Two years ago, as the new music director of the Woodstock Chamber Orchestra, Jonathan Handman decided that he had two central missions with the orchestra. The first was to lead the best possible performances. The second was to enlarge the orchestra’s audience. They were, of course, connected: The better the concerts, the more people they would draw. But Handman also wanted to perform music people would want to hear. The chamber orchestra could play Mozart and Haydn, and maybe Beethoven, but certainly not Schumann, Brahms and Dvorák. It needed to expand.
Over Handman’s tenure, the Woodstock Chamber Orchestra has indeed performed Beethoven, Schumann, Brahms and Dvorák, gradually adding more players. By the end of last season, it had become obvious that this was no longer a chamber orchestra. And at the last concert of last season, the orchestra’s executive director, Dana Marks, announced a new mission and a new name: the Woodstock Symphony Orchestra.
Within the available season of four concerts, Handman intends to present as wide a variety of music as he can. The opening concert of the 2018/19 season includes music by Suppé, Borodin, Smetana and, yes, Beethoven: the beloved “Pastorale,” Symphony No. 6. It’s something of a “top pops” orchestral concert, and will probably attract a good-sized audience to the Woodstock Playhouse.

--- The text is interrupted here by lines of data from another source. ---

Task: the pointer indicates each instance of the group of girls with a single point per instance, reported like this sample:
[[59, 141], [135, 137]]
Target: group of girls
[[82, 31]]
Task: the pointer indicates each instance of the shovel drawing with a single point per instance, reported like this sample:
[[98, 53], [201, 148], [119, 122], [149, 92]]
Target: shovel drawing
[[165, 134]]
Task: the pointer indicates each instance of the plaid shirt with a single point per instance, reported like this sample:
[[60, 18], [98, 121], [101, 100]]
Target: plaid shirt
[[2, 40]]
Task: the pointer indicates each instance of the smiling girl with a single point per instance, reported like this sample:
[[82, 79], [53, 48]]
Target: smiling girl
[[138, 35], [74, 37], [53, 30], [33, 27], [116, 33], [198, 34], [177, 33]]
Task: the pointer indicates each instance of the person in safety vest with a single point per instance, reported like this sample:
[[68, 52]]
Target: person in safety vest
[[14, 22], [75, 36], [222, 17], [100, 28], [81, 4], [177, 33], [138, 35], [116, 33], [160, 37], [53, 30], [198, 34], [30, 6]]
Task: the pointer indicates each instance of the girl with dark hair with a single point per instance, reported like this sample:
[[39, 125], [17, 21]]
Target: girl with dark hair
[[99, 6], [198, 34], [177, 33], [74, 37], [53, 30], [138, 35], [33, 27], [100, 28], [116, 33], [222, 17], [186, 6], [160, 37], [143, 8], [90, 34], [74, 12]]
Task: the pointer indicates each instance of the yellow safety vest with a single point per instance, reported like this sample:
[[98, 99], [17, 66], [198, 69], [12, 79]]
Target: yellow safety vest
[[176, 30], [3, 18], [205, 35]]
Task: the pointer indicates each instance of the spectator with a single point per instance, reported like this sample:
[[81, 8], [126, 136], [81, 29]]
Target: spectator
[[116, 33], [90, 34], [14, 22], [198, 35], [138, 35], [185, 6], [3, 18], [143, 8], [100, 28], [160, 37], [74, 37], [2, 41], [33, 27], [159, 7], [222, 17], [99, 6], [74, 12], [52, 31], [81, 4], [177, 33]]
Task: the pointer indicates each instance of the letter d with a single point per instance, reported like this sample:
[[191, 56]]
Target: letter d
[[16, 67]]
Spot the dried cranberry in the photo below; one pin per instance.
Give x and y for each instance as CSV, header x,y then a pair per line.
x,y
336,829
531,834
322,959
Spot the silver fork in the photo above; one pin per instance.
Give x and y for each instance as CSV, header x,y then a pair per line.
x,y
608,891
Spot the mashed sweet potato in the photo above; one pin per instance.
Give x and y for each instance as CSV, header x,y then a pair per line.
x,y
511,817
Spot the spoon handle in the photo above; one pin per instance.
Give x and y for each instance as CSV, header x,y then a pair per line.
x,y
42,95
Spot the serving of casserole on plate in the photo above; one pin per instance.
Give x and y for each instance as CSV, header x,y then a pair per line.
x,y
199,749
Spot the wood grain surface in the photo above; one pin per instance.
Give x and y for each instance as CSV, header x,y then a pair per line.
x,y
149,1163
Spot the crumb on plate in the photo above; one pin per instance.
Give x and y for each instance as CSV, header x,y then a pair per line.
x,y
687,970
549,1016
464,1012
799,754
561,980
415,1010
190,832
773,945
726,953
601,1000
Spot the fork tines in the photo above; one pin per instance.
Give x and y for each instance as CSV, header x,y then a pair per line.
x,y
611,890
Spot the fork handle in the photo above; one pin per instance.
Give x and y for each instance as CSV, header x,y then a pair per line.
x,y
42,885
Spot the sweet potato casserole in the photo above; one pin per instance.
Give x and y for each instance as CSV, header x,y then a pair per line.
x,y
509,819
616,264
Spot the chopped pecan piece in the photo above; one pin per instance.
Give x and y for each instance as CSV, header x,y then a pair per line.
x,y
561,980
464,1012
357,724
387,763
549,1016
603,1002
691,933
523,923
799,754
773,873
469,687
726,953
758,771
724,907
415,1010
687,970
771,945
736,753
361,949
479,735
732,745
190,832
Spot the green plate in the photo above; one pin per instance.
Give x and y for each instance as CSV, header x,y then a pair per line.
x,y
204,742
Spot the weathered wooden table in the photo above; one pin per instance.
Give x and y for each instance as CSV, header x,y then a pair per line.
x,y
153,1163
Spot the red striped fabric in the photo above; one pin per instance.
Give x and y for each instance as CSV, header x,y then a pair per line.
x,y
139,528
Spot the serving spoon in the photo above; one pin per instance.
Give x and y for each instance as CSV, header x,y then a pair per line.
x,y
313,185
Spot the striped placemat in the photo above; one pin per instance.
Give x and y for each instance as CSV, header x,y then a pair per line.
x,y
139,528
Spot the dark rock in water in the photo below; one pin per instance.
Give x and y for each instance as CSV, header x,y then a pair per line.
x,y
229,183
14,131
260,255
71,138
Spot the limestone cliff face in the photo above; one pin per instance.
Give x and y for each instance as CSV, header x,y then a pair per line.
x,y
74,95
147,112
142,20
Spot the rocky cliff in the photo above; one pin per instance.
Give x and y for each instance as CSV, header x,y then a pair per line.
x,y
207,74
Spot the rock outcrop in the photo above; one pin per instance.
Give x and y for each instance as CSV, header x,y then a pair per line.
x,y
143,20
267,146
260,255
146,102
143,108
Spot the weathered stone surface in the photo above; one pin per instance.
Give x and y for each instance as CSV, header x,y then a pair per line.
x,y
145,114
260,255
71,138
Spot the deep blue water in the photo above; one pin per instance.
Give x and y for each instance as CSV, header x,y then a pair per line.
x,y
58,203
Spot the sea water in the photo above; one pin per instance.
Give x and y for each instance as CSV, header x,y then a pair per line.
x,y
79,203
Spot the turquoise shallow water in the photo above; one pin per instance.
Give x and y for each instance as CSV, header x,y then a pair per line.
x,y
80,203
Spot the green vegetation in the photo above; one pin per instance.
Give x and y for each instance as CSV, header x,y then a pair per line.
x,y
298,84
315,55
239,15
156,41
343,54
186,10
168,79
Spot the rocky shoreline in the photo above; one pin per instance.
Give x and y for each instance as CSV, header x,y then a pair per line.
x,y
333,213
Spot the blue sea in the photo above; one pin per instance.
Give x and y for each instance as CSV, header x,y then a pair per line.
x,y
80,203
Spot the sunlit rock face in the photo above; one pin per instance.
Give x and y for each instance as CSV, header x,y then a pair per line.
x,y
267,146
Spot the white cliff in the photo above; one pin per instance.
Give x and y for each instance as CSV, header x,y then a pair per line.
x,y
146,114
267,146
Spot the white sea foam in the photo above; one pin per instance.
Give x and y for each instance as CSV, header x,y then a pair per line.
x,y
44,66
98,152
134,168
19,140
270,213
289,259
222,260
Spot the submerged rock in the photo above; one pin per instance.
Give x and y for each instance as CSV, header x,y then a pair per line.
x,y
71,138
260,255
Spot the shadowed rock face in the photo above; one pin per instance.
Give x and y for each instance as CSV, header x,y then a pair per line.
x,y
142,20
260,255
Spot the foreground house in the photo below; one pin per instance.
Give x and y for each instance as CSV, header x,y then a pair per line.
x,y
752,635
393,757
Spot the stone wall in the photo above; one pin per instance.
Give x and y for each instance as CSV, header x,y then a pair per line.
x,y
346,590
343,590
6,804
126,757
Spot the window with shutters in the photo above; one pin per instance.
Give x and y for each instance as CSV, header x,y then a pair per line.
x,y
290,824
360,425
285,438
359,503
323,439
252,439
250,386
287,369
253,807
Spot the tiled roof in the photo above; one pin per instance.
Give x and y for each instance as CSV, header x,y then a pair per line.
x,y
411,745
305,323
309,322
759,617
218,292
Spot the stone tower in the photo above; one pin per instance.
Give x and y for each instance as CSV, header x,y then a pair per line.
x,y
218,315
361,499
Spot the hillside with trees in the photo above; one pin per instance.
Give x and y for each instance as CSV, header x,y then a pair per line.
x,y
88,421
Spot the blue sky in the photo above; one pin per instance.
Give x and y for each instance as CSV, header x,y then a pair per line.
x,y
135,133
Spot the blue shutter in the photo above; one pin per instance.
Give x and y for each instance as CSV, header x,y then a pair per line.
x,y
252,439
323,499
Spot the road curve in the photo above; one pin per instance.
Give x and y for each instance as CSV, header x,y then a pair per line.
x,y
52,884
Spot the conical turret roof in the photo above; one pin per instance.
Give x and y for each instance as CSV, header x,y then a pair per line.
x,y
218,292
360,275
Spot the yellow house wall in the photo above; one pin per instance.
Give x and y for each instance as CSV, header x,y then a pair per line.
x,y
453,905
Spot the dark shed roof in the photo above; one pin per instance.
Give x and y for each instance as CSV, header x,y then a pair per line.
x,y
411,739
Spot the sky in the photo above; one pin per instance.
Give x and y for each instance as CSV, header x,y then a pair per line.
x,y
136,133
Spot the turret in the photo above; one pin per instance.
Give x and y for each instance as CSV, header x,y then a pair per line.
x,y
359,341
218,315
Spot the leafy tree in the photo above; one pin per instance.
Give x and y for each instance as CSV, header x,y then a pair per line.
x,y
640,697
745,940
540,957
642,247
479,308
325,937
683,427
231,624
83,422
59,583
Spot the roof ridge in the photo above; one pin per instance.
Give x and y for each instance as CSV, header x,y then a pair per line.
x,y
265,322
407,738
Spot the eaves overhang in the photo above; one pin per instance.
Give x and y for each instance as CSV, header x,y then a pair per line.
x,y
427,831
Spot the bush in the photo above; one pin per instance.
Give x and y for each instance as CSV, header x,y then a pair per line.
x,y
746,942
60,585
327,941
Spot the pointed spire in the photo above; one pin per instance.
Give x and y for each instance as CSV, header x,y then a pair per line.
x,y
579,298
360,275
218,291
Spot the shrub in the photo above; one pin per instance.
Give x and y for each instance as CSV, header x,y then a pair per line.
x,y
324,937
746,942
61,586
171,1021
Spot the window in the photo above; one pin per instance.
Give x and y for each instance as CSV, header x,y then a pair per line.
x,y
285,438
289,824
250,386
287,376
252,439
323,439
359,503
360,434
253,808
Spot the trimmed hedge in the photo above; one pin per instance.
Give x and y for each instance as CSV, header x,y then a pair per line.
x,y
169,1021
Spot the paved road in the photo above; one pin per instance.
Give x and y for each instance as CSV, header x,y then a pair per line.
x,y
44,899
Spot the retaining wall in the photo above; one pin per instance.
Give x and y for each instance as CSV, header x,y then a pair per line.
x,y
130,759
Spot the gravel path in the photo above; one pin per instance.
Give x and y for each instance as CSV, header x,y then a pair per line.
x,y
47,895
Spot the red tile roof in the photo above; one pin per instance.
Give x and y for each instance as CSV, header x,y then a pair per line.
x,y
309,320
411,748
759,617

The remainder of the season, which takes place at four different venues, will include Sibelius’ Second Symphony (January 19), Elgar’s Enigma Variations (March 9) and Tchaikovsky’s Violin Concerto (April 27/28). But it also includes somewhat-lesser-known works, such as Offenbach’s Orpheus in the Underworld Overture and Dvorák’s Eighth Symphony, a masterpiece that is not the “New World” Symphony. In the future, Handman hopes to explore the legacy of past Woodstock Chamber Orchestra commissions by well-known local composers, along with similarly attractive but lesser-known music – music that only a true symphony orchestra can perform.